Goldman Sachs flags these stocks as beneficiaries of gas price surge
Investing.com -- Goldman Sachs said renewed volatility in global gas markets following supply disruptions in Qatar is tightening balances and creating upside for European energy companies with exposure to spot pricing and LNG trading.
There was damage to facilities at Ras Laffan, which account for about 17% of Qatar’s LNG export capacity, pushing European gas prices above €60/MWh and prompting Goldman to raise its commodity forecasts.
The bank now expects Brent crude at $92.7 per barrel in 2026 and $80.2 in 2027, while raising its European gas price assumptions well above consensus, citing prolonged supply constraints after disruptions linked to the Strait of Hormuz.
Among large-cap oil companies, Goldman highlighted BP as a key beneficiary, pointing to its strong LNG trading business and higher exposure to spot markets. Unlike some peers, BP has no direct exposure to Qatar-linked assets, allowing it to benefit from price volatility without operational risk tied to the region.
The bank said periods of heightened volatility have historically driven strong earnings from LNG trading.

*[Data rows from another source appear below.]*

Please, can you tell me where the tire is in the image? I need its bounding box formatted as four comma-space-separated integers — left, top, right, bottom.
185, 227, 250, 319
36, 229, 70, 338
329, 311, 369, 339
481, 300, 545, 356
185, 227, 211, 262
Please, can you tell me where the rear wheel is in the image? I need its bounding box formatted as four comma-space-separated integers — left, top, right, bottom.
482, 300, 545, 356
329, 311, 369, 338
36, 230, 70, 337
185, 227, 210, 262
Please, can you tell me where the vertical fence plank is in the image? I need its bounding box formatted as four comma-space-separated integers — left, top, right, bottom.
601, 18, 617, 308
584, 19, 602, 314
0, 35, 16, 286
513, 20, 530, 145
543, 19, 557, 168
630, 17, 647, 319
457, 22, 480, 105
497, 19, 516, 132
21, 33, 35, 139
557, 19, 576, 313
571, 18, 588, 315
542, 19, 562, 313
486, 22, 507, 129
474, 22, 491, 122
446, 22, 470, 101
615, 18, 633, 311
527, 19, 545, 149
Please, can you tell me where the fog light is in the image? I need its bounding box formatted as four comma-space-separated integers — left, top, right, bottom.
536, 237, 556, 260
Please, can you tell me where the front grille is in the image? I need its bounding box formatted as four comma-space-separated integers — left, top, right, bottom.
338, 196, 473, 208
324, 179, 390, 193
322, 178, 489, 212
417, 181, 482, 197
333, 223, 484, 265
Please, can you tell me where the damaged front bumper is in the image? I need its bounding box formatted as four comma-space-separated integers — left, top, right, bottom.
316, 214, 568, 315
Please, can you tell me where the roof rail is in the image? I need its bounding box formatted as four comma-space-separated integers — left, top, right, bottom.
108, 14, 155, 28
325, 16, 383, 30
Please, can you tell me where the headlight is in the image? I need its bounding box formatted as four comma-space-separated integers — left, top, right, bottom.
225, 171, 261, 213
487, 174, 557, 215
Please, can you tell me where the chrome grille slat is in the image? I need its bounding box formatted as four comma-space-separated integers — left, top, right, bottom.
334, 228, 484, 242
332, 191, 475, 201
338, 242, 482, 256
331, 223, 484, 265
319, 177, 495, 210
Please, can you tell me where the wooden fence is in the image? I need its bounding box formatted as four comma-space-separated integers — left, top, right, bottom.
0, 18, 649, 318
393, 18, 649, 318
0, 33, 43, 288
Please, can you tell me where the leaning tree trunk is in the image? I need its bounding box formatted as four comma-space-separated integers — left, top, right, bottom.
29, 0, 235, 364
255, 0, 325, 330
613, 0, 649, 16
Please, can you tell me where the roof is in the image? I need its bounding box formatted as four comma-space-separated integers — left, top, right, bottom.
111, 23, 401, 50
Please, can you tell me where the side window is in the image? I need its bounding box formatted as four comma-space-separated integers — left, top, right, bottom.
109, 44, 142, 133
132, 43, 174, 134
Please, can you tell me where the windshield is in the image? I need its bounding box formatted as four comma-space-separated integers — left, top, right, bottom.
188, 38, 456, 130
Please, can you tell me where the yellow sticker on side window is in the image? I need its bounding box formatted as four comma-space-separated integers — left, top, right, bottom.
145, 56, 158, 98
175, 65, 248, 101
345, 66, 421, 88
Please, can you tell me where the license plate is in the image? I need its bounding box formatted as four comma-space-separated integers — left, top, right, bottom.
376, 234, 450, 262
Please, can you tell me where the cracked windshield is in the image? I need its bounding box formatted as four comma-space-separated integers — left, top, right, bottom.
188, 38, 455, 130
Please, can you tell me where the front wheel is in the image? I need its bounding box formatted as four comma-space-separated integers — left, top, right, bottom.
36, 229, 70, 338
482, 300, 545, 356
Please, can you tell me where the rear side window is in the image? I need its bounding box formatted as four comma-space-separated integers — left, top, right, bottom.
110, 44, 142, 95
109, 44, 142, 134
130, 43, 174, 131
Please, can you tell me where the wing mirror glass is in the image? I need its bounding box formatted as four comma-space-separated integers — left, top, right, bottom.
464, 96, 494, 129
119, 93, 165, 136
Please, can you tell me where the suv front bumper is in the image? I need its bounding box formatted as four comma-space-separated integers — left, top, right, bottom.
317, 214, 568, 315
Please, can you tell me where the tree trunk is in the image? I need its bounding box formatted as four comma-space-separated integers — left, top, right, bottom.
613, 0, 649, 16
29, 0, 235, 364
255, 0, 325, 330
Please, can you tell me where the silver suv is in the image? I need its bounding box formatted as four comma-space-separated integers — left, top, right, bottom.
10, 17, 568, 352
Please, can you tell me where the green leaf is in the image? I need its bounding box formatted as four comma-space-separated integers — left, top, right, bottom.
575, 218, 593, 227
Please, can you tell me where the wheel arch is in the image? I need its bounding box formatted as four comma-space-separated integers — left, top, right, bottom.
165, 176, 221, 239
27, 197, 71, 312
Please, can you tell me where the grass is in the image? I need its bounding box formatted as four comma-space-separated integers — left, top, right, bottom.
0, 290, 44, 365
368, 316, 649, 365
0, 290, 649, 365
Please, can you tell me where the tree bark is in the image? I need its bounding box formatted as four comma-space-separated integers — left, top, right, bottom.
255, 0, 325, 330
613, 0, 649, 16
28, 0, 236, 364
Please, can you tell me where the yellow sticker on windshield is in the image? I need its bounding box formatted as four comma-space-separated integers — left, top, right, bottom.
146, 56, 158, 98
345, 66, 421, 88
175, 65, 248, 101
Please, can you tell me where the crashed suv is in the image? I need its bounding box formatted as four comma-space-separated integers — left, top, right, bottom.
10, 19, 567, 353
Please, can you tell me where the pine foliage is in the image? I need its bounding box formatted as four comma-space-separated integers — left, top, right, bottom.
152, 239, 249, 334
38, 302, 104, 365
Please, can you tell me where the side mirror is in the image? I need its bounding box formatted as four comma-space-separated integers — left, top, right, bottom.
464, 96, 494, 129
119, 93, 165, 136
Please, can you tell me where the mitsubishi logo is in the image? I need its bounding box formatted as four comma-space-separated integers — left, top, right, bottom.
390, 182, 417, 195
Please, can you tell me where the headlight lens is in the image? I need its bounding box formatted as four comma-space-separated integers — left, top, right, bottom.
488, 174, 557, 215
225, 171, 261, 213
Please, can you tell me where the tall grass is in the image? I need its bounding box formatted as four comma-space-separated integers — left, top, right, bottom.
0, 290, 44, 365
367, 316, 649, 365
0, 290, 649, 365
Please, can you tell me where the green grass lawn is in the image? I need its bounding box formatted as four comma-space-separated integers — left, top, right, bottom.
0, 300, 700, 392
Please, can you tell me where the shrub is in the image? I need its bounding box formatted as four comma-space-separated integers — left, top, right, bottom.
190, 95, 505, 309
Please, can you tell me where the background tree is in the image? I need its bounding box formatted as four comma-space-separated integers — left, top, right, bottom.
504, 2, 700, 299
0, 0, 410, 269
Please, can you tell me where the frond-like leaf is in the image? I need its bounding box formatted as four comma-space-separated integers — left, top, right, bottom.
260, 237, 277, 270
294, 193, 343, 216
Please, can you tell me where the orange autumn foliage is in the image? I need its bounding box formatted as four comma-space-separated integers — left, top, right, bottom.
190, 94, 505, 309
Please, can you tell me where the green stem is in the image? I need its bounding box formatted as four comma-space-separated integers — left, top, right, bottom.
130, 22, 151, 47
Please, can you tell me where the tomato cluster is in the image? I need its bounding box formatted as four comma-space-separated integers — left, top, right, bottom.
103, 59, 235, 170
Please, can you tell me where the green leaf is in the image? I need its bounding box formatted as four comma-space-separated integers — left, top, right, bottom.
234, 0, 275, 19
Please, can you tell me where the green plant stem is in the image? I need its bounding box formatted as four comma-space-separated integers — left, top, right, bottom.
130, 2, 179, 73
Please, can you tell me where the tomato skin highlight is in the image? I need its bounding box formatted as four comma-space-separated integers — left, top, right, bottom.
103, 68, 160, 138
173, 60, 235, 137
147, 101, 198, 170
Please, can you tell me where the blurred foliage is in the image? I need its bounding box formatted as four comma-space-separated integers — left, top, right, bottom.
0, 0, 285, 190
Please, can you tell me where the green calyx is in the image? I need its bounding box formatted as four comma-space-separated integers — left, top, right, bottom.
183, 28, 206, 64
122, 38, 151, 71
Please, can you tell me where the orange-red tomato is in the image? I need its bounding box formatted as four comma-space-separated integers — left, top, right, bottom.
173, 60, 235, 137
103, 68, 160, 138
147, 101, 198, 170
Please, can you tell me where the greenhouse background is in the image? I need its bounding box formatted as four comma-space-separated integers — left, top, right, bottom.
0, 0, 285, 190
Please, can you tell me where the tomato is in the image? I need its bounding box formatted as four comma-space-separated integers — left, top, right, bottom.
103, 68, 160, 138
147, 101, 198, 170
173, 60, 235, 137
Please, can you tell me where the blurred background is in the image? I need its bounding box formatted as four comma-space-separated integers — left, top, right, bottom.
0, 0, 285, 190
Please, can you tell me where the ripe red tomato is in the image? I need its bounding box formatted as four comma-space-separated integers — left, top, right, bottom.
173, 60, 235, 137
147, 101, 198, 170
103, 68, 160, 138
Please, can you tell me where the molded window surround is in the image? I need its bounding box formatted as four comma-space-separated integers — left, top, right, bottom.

During the 2022 energy crisis, integrated gas earnings surged across major oil companies, and Goldman sees scope for a similar, though more moderate, upside if elevated prices persist.
In the upstream segment, Goldman identified Vår Energi as the most leveraged to higher European gas prices, given its high share of unhedged production exposed to spot markets.
It added that other producers, including Equinor ASA and Harbour Energy plc, would also benefit from tighter gas supply, though to a lesser extent.
The bank said around 19% of global LNG supply is currently offline, tightening the market and driving price increases across Europe and Asia, with Asian LNG benchmarks rising faster to attract cargoes away from the Atlantic basin.